Stem cells from the human stomach can be converted into insulin-secreting cells in response to elevated blood sugar levels, providing a promising approach to treating type 1 diabetes.

In a study published in the journal Nature Cell Biology, scientists have shown that they can take stem cells derived from human stomach tissue and directly reprogram them with surprisingly high efficiency into cells very similar to insulin-secreting pancreatic cells known as beta-cells. cells. .

An experiment conducted by researchers at Weill Cornell Medicine in the US showed that transplantation of insulin-secreting gastric cells (GINS) reversed the signs of diabetes in mice.

Pancreatic beta cells normally release the hormone insulin in response to high blood sugar levels.

In people with diabetes, these tissues become damaged or die, which affects their ability to transport glucose into cells for energy.

Although GINS are not beta cells, they can mimic their function.

The gut contains many stem cells that can transform into many other cell types and multiply rapidly.

It is hoped that diabetics will be able to convert their own stem cells into gastric insulin-secreting cells (GINS), which will reduce the risk of rejection.

“The stomach produces its own hormone-secreting cells, and stomach cells and pancreatic cells coexist in the embryonic stage of development, so it is not surprising that stomach stem cells are easily transformed into hormone-secreting cells,” says Jo Zhu, MD, associate professor. regenerative medicine at Weill Cornell Medicine in New York beta-like insulin.

Scientists have been trying to get something like this to work for years, with little success. In this recent study, the team activated three specific proteins in cells that control gene expression in a specific order to induce a switch to gastric insulin secretion (GINS).

The reprogramming process is very efficient, and when the cells were grown in small groups known as organelles, they showed sensitivity to glucose. Then they were able to show long-term effects on diabetes in mice.
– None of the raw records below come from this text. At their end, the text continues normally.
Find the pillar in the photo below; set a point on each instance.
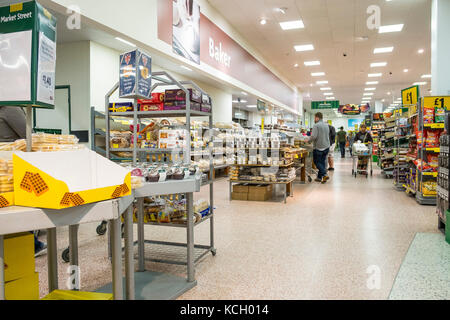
(440, 47)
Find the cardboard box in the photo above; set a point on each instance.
(239, 196)
(26, 288)
(240, 188)
(181, 105)
(121, 107)
(59, 180)
(19, 256)
(151, 107)
(178, 94)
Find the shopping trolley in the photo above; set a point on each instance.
(362, 162)
(310, 168)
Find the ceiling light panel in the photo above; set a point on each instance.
(304, 47)
(383, 50)
(312, 63)
(391, 28)
(290, 25)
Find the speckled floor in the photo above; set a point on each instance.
(424, 274)
(317, 246)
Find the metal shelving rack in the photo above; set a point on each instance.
(175, 285)
(422, 152)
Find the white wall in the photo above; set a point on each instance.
(72, 68)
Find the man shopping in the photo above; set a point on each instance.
(320, 137)
(342, 140)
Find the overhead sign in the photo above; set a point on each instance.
(410, 96)
(437, 102)
(325, 104)
(261, 105)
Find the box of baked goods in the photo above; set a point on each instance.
(6, 179)
(58, 180)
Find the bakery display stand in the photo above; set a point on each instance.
(154, 285)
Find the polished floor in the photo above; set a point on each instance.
(328, 242)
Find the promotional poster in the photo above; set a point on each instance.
(186, 29)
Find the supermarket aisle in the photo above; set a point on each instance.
(317, 246)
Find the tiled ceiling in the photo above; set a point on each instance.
(334, 27)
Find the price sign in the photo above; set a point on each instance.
(410, 95)
(437, 102)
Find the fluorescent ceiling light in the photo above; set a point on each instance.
(378, 64)
(383, 50)
(290, 25)
(305, 47)
(185, 68)
(126, 42)
(391, 28)
(312, 63)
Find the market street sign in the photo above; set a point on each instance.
(325, 104)
(28, 55)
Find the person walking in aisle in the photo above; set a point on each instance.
(12, 128)
(363, 135)
(320, 137)
(342, 140)
(332, 147)
(351, 138)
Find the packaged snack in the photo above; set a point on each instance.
(432, 139)
(439, 115)
(428, 115)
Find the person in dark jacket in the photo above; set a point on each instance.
(332, 147)
(13, 127)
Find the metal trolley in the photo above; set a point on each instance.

The team says that the production of insulin secretion in the stomach from stomach cells is not a complex process and only takes a few days, and these new organelles can persist for several months after transplantation, based on their tests.
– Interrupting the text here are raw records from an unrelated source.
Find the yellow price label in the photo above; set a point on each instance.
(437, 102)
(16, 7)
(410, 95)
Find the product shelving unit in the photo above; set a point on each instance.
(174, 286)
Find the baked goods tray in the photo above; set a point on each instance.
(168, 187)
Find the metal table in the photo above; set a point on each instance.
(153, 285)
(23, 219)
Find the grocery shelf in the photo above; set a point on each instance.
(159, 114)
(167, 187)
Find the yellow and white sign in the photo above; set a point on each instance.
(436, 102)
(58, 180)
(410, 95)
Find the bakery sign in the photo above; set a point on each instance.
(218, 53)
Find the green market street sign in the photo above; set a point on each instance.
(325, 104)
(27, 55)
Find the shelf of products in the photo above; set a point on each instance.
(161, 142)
In their report, the researchers noted: “Gastric insulin-secreting organelles (GINS) showed a response to glucose after 10 days of stimulation. They were stable after transplantation by monitoring (6 months), human insulin secretion and reversible diabetes in mice.”

The hormone insulin is critical for regulating blood sugar levels. Without adequate levels, we risk various health complications.
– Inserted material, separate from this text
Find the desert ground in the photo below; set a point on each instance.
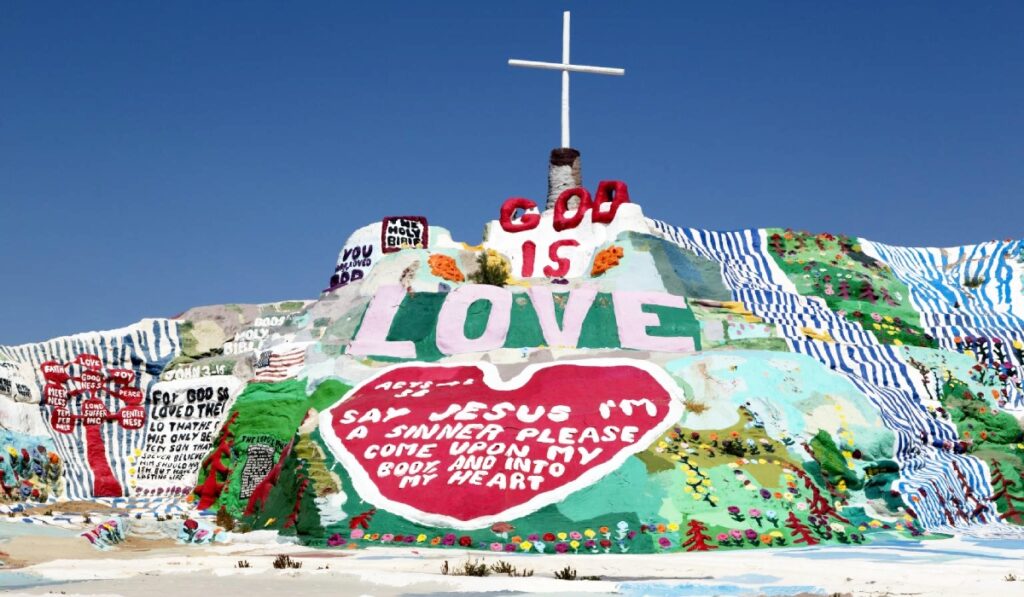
(49, 560)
Millions of people around the world suffer from diabetes and they often use insulin injections to control their glucose levels.

This method is still very early, but it will allow the body to manage insulin levels normally again.

The researchers noted several differences between human and mouse stomach tissues that need to be addressed in future studies, while insulin-secreting cells in the stomach (GINS) should also be less vulnerable to attacks from the immune system.

However, early signs are encouraging. The findings add to a range of ways scientists are looking to tackle diabetes, including improving diet and adjusting the way insulin is delivered to the body.